Law Prof: Securing Abortion Rights Means Finalizing the ERA
When Roe vs. Wade was decided in 1973, it was rooted in rights that flow from privacy — not equality. As the country has now seen in the leaked Supreme Court draft ruling, that right to privacy is about to be demolished.
Justice Samuel A. Alito Jr. bemoans in the draft opinion that Roe “was remarkably loose in its treatment of the constitutional text,” basing the right to abortion on the right to privacy when neither is “mentioned” in the Constitution. While we can’t change the composition of the court poised to overturn Roe, we can change the text they are charged with interpreting. It’s time to finalize the Equal Rights Amendment and enshrine gender equality.
The right to privacy was first articulated in a 1965 Supreme Court case, Griswold vs. Connecticut, concerning the state’s decades-old law banning contraception. Lawyers defending married couples’ use of contraceptives argued that the right to reproductive healthcare existed under equality in the Constitution.

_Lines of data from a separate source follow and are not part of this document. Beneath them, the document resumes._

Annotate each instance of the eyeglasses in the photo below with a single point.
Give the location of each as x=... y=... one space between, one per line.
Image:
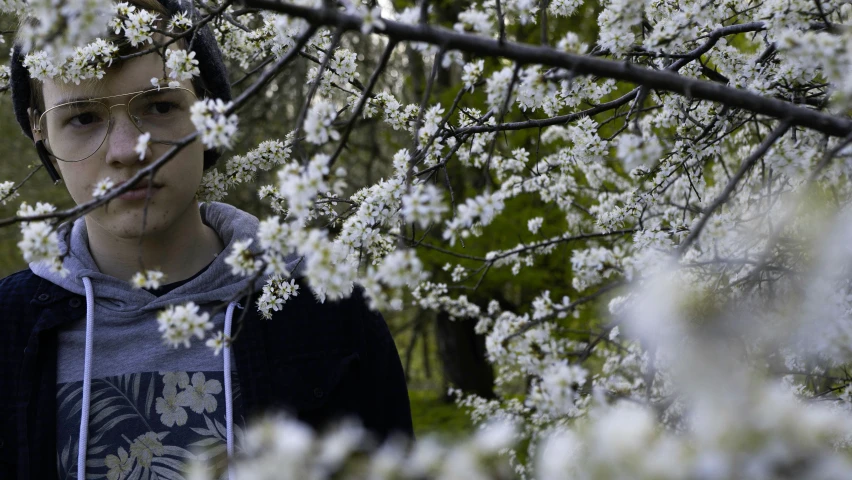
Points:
x=74 y=131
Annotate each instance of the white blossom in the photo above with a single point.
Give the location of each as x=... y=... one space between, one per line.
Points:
x=178 y=323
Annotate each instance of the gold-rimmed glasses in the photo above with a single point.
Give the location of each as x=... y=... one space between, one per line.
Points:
x=75 y=130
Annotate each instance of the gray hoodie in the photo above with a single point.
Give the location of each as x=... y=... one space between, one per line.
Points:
x=124 y=343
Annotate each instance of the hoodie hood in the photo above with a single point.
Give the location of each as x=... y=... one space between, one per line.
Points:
x=119 y=297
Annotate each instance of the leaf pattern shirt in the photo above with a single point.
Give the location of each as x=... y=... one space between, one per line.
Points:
x=146 y=425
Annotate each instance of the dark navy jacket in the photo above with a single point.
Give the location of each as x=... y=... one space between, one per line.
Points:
x=318 y=361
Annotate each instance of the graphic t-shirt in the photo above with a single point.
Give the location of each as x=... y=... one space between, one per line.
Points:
x=143 y=424
x=146 y=425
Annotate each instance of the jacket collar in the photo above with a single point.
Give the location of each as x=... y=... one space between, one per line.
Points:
x=59 y=306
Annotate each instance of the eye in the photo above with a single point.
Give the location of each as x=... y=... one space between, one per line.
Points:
x=161 y=108
x=84 y=119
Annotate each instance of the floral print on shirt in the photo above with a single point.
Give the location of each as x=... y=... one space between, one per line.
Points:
x=145 y=426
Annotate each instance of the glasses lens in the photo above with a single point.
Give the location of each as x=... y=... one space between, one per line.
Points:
x=164 y=113
x=75 y=131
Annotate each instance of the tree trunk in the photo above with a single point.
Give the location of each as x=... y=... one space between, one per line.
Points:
x=462 y=354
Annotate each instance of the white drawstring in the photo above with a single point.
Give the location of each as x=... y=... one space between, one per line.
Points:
x=87 y=384
x=87 y=380
x=229 y=402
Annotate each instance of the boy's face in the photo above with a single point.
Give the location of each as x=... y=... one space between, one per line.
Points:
x=176 y=182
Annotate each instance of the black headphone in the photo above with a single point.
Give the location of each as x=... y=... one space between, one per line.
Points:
x=44 y=156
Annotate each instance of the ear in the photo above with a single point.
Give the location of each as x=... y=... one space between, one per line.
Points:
x=47 y=160
x=33 y=114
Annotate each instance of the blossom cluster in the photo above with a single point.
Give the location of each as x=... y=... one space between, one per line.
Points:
x=212 y=120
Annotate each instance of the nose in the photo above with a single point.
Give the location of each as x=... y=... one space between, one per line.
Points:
x=121 y=139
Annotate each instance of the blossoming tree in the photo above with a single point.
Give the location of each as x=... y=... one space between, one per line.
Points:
x=694 y=157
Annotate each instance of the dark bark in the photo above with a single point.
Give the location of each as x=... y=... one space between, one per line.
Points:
x=462 y=354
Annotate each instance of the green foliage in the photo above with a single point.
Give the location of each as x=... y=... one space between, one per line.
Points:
x=431 y=413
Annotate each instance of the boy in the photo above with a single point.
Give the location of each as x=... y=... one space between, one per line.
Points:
x=87 y=387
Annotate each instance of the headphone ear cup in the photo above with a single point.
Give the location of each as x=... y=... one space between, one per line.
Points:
x=45 y=161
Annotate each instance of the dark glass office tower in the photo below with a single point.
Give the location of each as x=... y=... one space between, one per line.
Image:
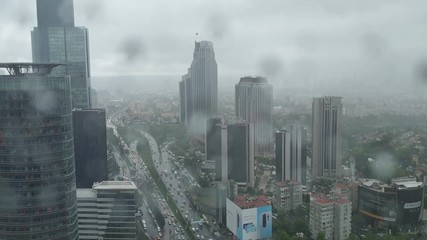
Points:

But, in part because there was no explicit equality guarantee in the Constitution, Justice William O. Douglas instead cobbled together guarantees within the Bill of Rights (the 1st, 3rd, 4th and 9th Amendments). The court ruled to permit contraception, affirming that while privacy was not an explicit constitutional guarantee, it is found in the penumbras, or shadows, of other existing rights.
Less than a decade later, in 1972, the ERA passed in Congress with little opposition from either party. The House approved the ERA 354 to 23, and just eight senators voted against it. But it had still not been ratified by 1973 when Roe came down. With the Constitution still lacking an explicit right to equality, the Roe decision is a technical, medicalized one. It hyperfocuses on a pregnant person’s body and pregnancy timing rather than a right to equal citizenship and freedom from discrimination on the basis of sex. Many, including Ruth Bader Ginsburg, have criticized the decision to base the right to abortion on privacy, not equality.